“I have always been interested in genetics,” I said to 3-time Olympic Marathon Trials qualifier Susan Loken this morning as we were running together along the San Diego harbor. I knew before we started running that I was going to be pulled faster than I usually go. I could only hope that the 17-mile run I had on her training schedule yesterday, which she completed at 7:37 pace, would take the sting out of her legs. It didn’t. So I let her do most of the talking today so she wouldn’t know that her coach, who is 10 years her junior, was breathing heavier than usual for what was supposed to be an easy run.
Ever since I was a kid running track at Marlboro Middle School in New Jersey, I noticed things about athletic performance.
Susan Loken can kick my ass in a marathon. Despite her age, she has a talent for aerobic endurance that most people don’t have. But I would kick her ass in a 400-meter, 800-meter, or mile race. I have always had better anaerobic than aerobic qualities.
Athletic performance, of course, isn’t the only thing influenced by genetics. But what about personality, what about the choices we make and what is controlling those choices? How far do genetics go?
On the drive home from my run with Susan, I listened to a collection of TED talks on the genetics of our personalities and if the choices we make and the lives we live are controlled by those genetics. The geneticists claim that we are 100% our DNA (our genotype), and that our genetic personality dictates every choice we make, that there really is no such thing as free will. The epigeneticists claim that our personalities are partly due to our DNA and partly due to our environment that changes how our DNA is expressed (our phenotype). The research does show that DNA is not set, but rather that there is plasticity to our DNA. Environment does matter in shaping who we are.
But what if it doesn’t?
In one of the talks, a scientist spoke of the research that examined the behavior of mother rats and how baby rats that were licked by their mother (a sign of love and affection) thrived as adults and led different lives than rats who were not shown this affection by their mothers.
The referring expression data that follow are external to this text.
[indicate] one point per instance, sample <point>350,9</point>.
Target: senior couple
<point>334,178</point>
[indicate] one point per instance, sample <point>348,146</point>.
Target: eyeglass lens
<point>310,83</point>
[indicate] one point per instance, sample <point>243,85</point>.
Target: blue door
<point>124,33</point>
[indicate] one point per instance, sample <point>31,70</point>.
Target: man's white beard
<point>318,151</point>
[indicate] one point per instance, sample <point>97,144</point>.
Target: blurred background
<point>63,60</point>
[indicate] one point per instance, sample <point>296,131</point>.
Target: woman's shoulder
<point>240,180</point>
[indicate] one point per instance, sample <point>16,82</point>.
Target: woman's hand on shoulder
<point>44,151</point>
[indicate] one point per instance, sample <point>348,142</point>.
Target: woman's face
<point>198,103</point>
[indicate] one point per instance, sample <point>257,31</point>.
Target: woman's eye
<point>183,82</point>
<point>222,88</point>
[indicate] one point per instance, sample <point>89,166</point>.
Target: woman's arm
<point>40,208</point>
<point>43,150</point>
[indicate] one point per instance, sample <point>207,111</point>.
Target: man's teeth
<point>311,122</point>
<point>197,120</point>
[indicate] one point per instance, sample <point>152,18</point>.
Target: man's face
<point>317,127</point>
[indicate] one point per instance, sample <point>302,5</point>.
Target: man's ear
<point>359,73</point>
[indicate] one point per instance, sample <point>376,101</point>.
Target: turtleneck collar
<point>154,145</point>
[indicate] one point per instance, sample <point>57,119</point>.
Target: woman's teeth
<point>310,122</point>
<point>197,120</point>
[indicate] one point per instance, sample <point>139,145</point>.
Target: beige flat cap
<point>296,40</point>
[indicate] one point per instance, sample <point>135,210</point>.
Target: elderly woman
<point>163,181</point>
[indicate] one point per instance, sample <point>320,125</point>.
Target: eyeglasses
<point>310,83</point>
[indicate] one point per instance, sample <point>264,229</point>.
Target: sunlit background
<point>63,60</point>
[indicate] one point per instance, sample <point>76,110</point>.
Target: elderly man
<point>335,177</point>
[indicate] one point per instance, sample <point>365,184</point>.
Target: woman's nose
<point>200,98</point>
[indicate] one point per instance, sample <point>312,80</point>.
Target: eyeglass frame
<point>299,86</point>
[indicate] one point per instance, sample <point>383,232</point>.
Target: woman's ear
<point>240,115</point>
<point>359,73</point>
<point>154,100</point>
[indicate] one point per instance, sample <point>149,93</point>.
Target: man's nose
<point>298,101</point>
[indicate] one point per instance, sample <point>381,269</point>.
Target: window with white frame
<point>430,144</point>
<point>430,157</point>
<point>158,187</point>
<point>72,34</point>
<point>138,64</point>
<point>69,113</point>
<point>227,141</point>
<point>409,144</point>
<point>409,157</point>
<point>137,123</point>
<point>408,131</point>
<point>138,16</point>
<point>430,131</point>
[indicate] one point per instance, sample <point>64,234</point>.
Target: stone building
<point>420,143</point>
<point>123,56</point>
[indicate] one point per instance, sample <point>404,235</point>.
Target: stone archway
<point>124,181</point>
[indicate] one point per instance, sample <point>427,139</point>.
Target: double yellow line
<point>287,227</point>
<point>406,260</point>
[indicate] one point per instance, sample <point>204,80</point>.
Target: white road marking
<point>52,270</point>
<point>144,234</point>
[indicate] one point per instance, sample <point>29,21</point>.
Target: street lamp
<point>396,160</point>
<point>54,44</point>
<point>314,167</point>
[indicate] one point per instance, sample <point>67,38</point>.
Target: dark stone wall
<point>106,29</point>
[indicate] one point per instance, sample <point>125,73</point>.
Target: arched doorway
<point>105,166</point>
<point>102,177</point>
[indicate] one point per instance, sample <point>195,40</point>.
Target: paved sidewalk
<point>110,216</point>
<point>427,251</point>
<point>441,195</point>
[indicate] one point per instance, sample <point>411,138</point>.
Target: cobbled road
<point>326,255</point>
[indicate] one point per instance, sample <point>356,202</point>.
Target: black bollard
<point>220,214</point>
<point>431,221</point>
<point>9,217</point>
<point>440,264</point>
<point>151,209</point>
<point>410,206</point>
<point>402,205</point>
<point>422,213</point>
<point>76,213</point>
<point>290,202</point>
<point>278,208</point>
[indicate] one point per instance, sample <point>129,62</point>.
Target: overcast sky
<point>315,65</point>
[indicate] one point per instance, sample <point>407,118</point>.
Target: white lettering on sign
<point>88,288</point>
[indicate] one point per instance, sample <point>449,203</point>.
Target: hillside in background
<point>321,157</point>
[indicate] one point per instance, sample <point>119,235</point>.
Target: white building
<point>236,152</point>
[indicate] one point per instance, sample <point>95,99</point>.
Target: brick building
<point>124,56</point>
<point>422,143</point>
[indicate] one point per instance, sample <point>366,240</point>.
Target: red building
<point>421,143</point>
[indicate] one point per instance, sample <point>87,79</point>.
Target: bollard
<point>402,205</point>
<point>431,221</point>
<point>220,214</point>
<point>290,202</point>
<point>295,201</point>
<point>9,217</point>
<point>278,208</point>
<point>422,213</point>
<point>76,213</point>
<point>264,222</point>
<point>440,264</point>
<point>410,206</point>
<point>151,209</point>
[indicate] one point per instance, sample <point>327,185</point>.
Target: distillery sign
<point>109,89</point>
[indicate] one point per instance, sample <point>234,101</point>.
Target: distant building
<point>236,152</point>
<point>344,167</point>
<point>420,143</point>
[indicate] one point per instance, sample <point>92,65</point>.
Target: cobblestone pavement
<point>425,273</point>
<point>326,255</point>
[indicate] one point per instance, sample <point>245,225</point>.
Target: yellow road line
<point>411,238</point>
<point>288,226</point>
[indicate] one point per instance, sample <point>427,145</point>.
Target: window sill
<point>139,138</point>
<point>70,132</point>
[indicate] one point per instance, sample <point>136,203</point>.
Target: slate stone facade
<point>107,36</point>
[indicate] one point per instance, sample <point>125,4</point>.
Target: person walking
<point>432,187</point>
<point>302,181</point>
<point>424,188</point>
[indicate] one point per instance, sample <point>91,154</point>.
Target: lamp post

To answer whether or not the way the baby rats turned out as adults was a genetic or environmental difference, the scientists separated rats at birth and had half the litter grow up with affectionate, licking mothers and half with non-affectionate, non-licking mothers. And they found that it wasn’t important the genes the rats got from their mother. What was important was the affection they received, that this affection can reprogram “bad” DNA and allow the rats to thrive as adults. Environment matters. We all know how important it is for parents to show affection toward their children, that the environment we grow up in affects our adult lives.
What if our environment is the way it is because of the genetics of the people who make up that environment? For example, what if the mother rats who didn’t lick their offspring didn’t do so because they didn’t have loving, affectionate genes? What if human parents who neglect their children or parents who show affection make that choice because that is who they are genetically? Is this an environmental difference or a genetic difference?
Do you and I make choices because we have the will to live how we want, or do we make choices based on our preferences and personality strengths and weaknesses that are dictated by our genes? To have that conversation while I’m running, I need to run with someone who won’t keep me out of breath.